Het belang van TTIP voor de Europese en Nederlandse gedistilleerdproducenten zit ‘m niet in de importtarieven, maar wel in erkenning van allerlei verkoopbenamingen waaronder dranken in de VS mogen worden verkocht. De belangrijkste belemmering is dat de VS geografische benamingen niet erkent, met uitzondering van de Ierse en Schotse whisk(e)y, cognac en Brandy de Jerez. Dus ook de appellation jenever als verkoopbenaming ziet men eigenlijk niet zitten, omdat jenever dus alleen uit afgebakend gebied uit Europa mag komen.

De Europese en Amerikaanse gedistilleerdorganisatie zijn het er met elkaar over eens dat de Amerikanen wèl deze geografische benamingen moeten erkennen als volwaardige productbenamingen. Hier speelt alleen wel een ideologisch probleem: Amerikanen willen de vrijheid hebben en houden om gelijke producten onder gelijke benamingen ook te produceren en op de markt te zetten. Bescherming kun je via het merkenrecht verkrijgen. Dat ligt zeer gevoelig in Europa, zeker wanneer een Amerikaanse drank als Poolse wodka wordt verkocht, terwijl het niet uit Polen komt. En bovendien kent Europa circa 230 geografische benamingen terwijl de VS er maar een handvol kent, zoals Kentucky Bourbon.

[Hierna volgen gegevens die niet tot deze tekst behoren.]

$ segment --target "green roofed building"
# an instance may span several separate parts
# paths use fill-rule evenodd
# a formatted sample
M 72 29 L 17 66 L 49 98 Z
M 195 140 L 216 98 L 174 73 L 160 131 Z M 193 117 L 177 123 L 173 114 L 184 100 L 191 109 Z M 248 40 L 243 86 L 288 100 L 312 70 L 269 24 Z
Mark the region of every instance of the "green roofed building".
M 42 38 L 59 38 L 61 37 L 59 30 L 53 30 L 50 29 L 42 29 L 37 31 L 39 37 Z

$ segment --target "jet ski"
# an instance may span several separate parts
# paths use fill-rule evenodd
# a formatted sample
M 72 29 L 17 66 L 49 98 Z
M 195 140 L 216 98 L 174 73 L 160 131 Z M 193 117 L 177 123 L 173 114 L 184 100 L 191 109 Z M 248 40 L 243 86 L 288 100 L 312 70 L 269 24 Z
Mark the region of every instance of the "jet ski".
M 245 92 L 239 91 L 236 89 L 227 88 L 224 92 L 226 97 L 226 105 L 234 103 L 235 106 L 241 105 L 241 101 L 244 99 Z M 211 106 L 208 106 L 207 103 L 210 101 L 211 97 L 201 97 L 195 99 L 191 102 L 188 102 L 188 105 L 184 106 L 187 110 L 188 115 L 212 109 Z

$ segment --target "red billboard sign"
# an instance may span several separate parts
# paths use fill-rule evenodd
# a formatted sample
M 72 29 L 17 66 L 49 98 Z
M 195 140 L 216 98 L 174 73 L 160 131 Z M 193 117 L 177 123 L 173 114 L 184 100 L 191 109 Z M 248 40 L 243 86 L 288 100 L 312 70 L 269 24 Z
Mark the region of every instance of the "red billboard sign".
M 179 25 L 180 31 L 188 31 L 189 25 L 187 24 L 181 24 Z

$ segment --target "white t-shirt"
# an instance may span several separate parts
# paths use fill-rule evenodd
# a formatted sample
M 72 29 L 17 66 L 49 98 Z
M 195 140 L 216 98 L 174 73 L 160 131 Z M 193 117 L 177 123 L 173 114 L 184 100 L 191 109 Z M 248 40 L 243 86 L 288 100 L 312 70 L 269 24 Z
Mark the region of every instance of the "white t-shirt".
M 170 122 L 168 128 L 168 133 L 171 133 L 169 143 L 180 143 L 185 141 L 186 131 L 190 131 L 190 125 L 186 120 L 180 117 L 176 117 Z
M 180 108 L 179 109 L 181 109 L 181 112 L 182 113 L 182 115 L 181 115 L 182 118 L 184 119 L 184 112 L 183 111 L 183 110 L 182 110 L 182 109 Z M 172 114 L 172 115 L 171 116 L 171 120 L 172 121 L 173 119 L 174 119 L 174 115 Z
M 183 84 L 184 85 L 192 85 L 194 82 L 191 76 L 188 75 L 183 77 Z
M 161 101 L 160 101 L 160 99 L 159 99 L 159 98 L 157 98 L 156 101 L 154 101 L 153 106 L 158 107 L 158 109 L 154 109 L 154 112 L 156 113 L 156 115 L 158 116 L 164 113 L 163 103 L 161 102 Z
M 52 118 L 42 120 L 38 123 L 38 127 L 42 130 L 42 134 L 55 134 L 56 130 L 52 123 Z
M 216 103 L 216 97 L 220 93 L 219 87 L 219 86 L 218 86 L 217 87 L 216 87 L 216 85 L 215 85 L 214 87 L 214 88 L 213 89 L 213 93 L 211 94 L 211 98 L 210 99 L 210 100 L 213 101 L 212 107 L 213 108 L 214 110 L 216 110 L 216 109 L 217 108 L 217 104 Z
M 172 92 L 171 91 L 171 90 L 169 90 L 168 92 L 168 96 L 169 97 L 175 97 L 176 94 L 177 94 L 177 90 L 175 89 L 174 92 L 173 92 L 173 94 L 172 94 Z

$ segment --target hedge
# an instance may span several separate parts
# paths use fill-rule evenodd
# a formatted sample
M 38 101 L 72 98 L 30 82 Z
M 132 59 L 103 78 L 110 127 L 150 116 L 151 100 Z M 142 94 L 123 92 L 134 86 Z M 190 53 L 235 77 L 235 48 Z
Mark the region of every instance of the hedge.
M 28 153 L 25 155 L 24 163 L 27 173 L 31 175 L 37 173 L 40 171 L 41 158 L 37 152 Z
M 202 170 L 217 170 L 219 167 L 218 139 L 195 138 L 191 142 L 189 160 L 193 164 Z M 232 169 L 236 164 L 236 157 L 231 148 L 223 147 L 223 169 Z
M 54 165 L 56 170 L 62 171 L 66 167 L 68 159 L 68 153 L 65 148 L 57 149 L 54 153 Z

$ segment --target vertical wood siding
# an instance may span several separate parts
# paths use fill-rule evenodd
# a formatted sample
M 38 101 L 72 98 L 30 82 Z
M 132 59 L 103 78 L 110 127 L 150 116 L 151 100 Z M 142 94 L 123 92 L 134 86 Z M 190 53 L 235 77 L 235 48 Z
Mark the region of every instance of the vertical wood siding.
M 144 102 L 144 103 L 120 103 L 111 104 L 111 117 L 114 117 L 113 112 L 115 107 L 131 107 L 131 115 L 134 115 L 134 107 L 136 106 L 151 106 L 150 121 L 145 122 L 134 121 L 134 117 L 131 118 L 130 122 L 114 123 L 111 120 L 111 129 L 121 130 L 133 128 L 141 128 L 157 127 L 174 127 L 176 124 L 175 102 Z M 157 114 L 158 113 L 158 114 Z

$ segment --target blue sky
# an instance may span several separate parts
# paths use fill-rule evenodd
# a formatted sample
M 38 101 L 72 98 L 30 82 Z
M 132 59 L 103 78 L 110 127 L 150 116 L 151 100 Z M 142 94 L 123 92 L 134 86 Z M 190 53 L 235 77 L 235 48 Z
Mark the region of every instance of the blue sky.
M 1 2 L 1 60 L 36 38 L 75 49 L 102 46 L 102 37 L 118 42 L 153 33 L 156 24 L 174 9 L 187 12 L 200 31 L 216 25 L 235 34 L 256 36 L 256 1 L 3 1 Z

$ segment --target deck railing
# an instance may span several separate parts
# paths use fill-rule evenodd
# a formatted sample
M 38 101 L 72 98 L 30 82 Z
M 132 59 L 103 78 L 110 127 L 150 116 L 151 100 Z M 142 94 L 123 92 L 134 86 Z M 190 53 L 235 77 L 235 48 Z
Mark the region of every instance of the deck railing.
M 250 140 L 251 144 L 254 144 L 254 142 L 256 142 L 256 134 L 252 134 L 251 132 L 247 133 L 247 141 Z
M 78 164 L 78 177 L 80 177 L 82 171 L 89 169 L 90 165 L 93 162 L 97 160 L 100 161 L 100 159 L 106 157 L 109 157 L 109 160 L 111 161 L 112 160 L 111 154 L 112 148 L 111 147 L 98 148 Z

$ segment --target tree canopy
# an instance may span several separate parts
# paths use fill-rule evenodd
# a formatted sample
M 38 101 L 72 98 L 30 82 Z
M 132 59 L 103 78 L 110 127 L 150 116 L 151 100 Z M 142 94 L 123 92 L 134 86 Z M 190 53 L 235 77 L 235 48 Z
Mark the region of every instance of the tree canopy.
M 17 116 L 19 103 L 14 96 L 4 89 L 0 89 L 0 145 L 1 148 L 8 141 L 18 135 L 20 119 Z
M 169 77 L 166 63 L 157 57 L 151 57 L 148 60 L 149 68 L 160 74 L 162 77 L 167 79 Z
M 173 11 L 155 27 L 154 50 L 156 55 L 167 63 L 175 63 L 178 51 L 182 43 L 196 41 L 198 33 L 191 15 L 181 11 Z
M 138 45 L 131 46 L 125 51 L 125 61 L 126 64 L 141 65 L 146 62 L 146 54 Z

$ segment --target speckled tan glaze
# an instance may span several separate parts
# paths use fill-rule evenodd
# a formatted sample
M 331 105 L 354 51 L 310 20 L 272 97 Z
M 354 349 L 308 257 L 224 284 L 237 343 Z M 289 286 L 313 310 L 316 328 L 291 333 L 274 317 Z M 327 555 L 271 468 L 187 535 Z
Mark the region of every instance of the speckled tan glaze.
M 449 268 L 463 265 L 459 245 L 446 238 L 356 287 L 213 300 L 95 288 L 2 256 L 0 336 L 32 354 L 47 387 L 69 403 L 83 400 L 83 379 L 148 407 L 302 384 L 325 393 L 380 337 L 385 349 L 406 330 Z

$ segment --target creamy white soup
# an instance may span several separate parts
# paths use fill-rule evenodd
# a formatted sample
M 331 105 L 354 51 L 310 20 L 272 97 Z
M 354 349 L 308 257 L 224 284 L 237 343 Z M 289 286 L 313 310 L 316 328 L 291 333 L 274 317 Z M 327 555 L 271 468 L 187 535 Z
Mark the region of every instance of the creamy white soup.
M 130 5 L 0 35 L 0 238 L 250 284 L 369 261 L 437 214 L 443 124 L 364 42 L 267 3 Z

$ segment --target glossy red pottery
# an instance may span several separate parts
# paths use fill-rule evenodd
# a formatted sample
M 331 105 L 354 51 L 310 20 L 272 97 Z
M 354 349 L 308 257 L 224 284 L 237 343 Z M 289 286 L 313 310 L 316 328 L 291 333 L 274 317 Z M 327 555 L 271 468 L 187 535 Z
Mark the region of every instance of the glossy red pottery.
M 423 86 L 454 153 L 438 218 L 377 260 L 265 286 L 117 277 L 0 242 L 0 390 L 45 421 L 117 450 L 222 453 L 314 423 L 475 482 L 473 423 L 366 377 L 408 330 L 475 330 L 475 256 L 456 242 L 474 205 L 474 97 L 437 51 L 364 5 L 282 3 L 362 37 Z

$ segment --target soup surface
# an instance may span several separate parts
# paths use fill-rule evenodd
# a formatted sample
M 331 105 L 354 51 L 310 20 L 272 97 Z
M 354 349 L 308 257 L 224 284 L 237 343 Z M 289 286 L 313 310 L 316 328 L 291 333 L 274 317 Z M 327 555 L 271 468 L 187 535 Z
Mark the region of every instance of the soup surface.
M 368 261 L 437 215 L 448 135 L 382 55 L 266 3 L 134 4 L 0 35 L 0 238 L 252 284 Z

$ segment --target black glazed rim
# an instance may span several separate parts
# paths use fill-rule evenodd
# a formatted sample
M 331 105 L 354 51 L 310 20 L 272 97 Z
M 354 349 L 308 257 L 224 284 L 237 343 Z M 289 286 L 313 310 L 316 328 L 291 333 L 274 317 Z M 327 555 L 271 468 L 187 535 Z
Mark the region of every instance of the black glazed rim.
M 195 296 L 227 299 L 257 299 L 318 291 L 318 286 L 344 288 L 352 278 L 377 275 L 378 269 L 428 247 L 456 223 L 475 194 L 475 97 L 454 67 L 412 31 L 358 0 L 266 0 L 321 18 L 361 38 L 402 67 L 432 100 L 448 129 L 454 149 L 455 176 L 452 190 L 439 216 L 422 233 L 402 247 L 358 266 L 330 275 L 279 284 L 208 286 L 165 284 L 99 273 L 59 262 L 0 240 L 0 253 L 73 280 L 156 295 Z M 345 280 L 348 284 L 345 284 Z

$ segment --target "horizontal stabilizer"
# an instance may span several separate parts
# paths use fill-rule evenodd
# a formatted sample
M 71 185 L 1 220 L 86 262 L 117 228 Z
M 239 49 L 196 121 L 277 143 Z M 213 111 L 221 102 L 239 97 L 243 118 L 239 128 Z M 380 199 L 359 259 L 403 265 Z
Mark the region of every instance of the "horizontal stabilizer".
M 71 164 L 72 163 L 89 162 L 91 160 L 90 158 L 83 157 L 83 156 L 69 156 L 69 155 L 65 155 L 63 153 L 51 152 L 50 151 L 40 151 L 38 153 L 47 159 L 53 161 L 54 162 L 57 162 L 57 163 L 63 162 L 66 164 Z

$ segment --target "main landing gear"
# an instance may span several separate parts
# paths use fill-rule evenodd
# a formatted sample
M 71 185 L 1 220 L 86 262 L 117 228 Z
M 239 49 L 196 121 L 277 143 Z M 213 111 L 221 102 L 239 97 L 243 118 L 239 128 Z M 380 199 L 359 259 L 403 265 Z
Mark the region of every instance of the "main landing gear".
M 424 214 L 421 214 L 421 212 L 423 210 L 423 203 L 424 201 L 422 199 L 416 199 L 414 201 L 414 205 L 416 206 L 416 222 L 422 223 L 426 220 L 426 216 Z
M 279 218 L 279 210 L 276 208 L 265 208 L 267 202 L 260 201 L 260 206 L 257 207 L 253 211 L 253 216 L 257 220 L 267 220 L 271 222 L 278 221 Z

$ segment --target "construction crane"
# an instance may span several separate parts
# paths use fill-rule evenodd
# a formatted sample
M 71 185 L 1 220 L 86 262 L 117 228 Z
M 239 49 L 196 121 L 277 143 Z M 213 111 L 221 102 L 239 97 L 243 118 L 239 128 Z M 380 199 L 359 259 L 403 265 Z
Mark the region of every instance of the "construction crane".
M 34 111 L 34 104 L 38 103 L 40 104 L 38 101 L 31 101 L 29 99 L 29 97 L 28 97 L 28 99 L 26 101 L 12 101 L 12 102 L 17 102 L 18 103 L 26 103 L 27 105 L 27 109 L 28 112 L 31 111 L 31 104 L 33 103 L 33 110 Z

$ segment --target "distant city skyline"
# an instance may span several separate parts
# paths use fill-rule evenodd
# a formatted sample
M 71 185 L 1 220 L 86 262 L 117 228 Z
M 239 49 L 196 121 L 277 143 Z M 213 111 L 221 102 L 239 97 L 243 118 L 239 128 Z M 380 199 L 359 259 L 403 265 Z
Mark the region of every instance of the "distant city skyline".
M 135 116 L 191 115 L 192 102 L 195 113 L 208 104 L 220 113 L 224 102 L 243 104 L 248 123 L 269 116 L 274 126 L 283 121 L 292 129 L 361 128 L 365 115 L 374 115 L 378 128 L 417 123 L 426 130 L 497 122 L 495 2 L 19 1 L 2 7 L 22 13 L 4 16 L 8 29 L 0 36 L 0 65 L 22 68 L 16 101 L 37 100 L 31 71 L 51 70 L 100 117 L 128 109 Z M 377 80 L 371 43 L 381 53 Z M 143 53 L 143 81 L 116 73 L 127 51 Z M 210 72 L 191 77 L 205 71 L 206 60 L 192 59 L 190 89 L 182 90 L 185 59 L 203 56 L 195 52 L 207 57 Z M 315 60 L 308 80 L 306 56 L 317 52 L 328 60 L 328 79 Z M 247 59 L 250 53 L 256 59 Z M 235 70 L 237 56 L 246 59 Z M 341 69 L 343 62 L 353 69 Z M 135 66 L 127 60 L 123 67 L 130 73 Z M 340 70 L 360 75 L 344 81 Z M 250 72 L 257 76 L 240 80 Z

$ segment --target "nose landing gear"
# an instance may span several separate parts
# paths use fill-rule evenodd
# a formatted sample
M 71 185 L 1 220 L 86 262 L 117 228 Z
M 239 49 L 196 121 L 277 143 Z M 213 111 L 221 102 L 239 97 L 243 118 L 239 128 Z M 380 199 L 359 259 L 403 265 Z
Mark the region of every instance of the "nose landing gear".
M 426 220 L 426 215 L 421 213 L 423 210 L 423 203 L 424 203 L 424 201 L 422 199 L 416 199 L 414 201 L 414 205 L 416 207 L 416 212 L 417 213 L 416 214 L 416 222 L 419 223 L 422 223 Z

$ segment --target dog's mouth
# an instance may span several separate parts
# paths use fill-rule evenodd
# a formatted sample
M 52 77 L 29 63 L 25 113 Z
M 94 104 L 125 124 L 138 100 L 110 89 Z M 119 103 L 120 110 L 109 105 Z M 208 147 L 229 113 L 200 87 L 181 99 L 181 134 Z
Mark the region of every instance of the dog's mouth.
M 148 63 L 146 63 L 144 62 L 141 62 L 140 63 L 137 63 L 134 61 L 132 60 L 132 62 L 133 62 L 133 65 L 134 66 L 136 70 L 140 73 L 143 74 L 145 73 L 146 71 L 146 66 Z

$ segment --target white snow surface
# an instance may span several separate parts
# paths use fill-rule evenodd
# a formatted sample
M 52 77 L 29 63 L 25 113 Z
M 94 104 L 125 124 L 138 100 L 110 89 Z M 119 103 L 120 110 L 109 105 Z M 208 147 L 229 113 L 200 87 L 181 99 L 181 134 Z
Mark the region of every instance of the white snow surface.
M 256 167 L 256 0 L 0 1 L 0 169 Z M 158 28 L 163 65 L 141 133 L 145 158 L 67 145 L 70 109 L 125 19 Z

Om dit proces zo gunstig mogelijk te beïnvloeden reisde spiritsEUROPE rond door Washington om de diverse instanties ervan te overtuigen dat erkenning van bestaande Europese benamingen een goede zaak is: het geeft duidelijkheid aan de consument en het geeft duidelijkheid aan de producent. Of dat z’n beoogde effect heeft, dat zullen we zien aan de einde van de rit, wanneer TTIP getekend is. Tot die tijd blijven we onze jeneverboodschap bij de vertegenwoordigers van gedistilleerde aan beide oevers van de Atlantische oceaan verkondigden.